The flowers are taller. The lilies are unbelievable. Something in the wine barrel that I thought might be an incipient hollyhock when I left turns out to be a gourd now that I've returned, and I think I will nip it in the bud, before it takes over the yard. More wonders await in the garden, although I don't yet know what they are. You will write your eMo before you do anything else, .I tell myself sternly, knowing that I may never come back in once I've made it outside.
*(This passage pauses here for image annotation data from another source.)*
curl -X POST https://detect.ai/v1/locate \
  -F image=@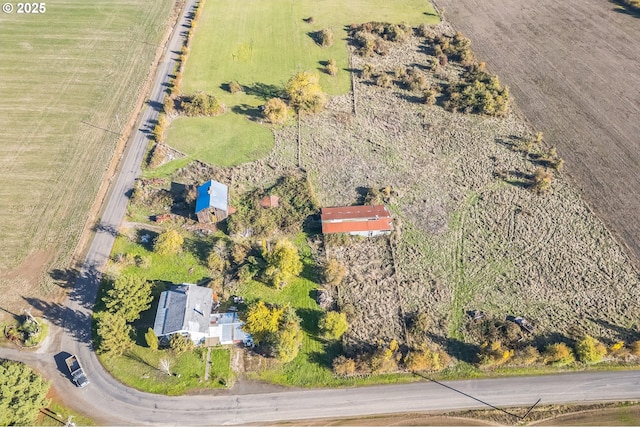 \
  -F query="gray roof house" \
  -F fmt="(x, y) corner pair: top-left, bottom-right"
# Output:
(153, 283), (252, 346)
(153, 283), (213, 344)
(196, 180), (229, 223)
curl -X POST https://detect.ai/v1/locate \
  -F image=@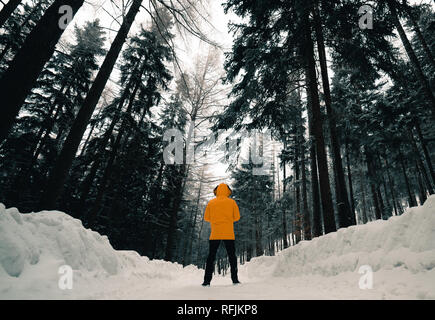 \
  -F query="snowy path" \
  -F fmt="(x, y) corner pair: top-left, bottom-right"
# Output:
(0, 196), (435, 300)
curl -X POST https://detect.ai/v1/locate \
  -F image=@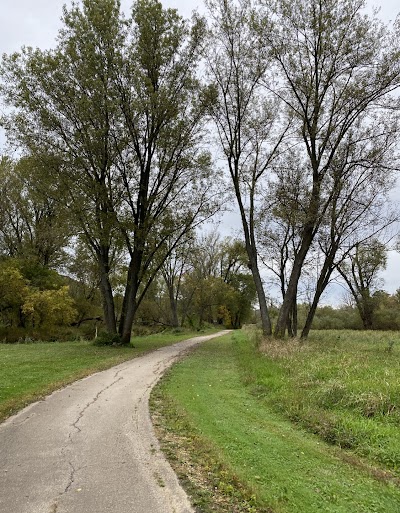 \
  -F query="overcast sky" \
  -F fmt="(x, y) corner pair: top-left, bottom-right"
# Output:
(0, 0), (400, 302)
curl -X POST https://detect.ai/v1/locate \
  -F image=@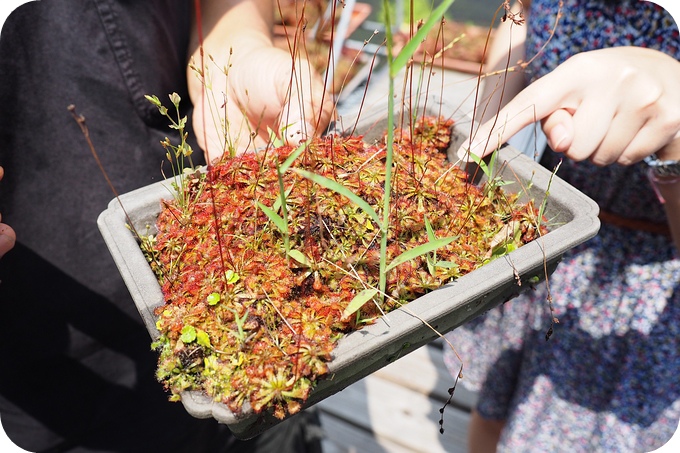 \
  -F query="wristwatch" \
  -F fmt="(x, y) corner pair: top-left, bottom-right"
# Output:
(645, 154), (680, 178)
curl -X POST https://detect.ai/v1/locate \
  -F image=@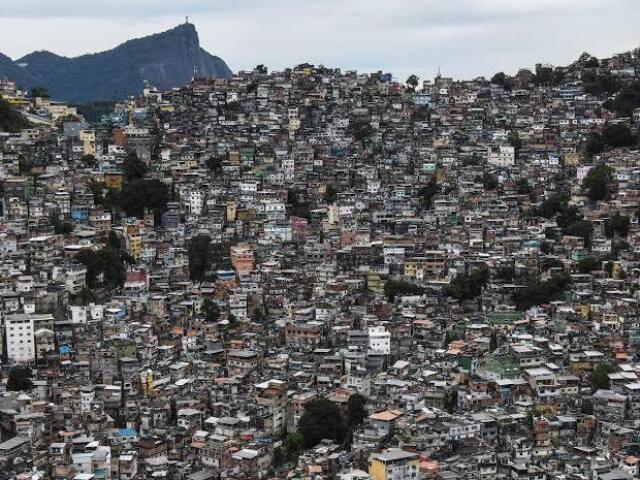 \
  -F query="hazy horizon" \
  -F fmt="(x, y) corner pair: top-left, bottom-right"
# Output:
(0, 0), (640, 80)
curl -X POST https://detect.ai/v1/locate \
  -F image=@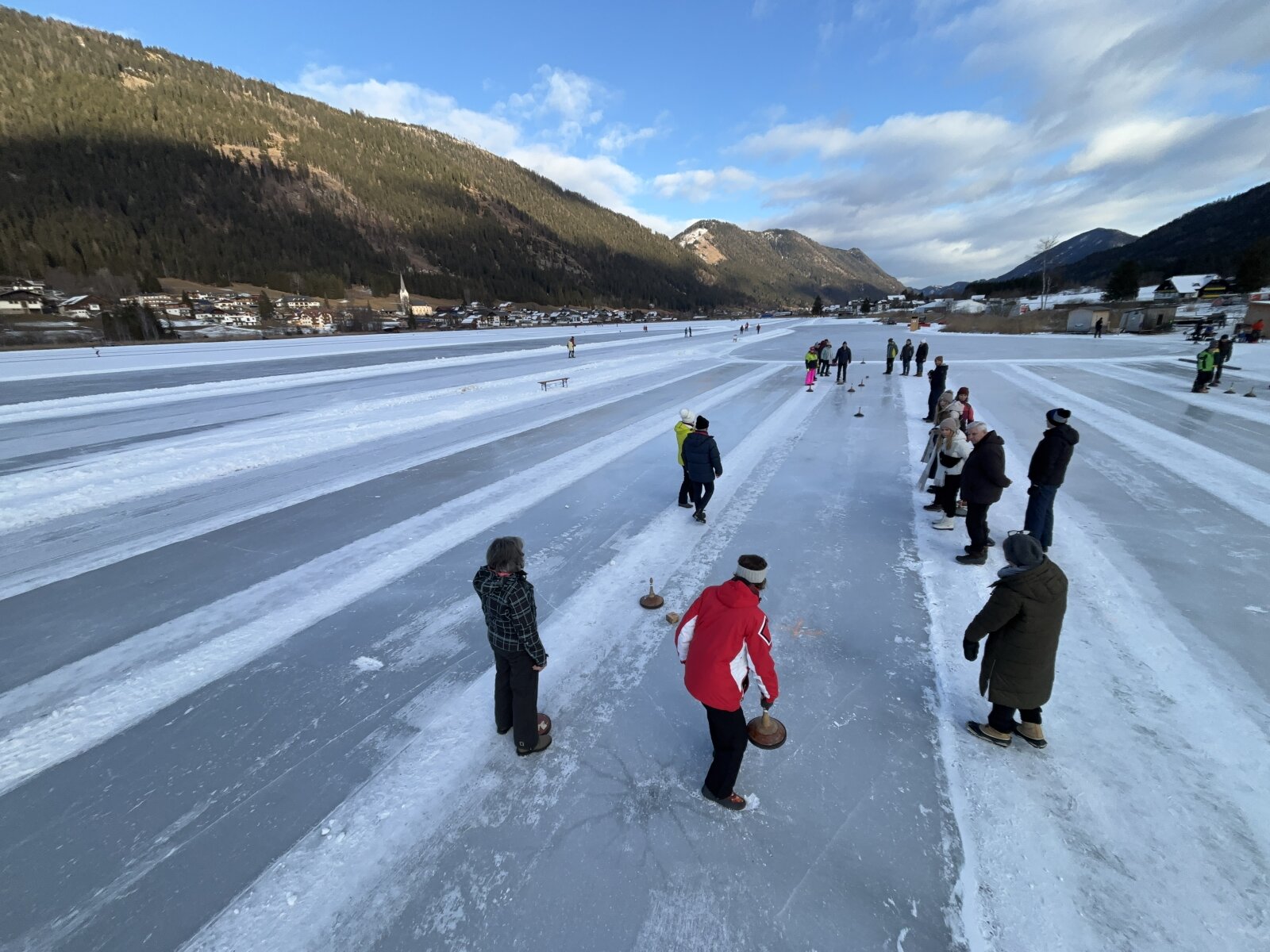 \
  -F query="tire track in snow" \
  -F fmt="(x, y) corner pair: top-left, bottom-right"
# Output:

I can't even put the flag up first?
No. Do the eMo, then you can go out.
So write swiftly, and then bring Old Glory up from his hideaway in the basement stairs and hang him on the porch. Put the little flags in the urn of pansies near the road, so that people can see them as they pass by on their way to Main Street for the parade. Make tea and begin a slow tour of the garden. Ask pardon of the birds for my absence, soothe any ruffled feathers with yummy sunflower hearts. Wait for the reproachful cats to appear, and placate them with a big breakfast
Oh, home! We celebrate the birth of the nation with love, and a major portion of what we love is really our own homes, our own neighbors, our own small places. All politics is local, they say, and maybe much of love is, too, needing incarnation in a particular house, a particular street, a particular person in order to be seen and felt. Soak it up, dig your bare home into the thick love of your home and your people, the living and the dead. Tomorrow it will be politics as usual: a sudden Supreme Court vacancy, another one surely on the way. A war fought in our name by young people who don't get to be at home, who may never go home again. Turn again tomorrow to the task of becoming worthy of such sacrifice, becoming even half as good as some of them will die today believing us to be.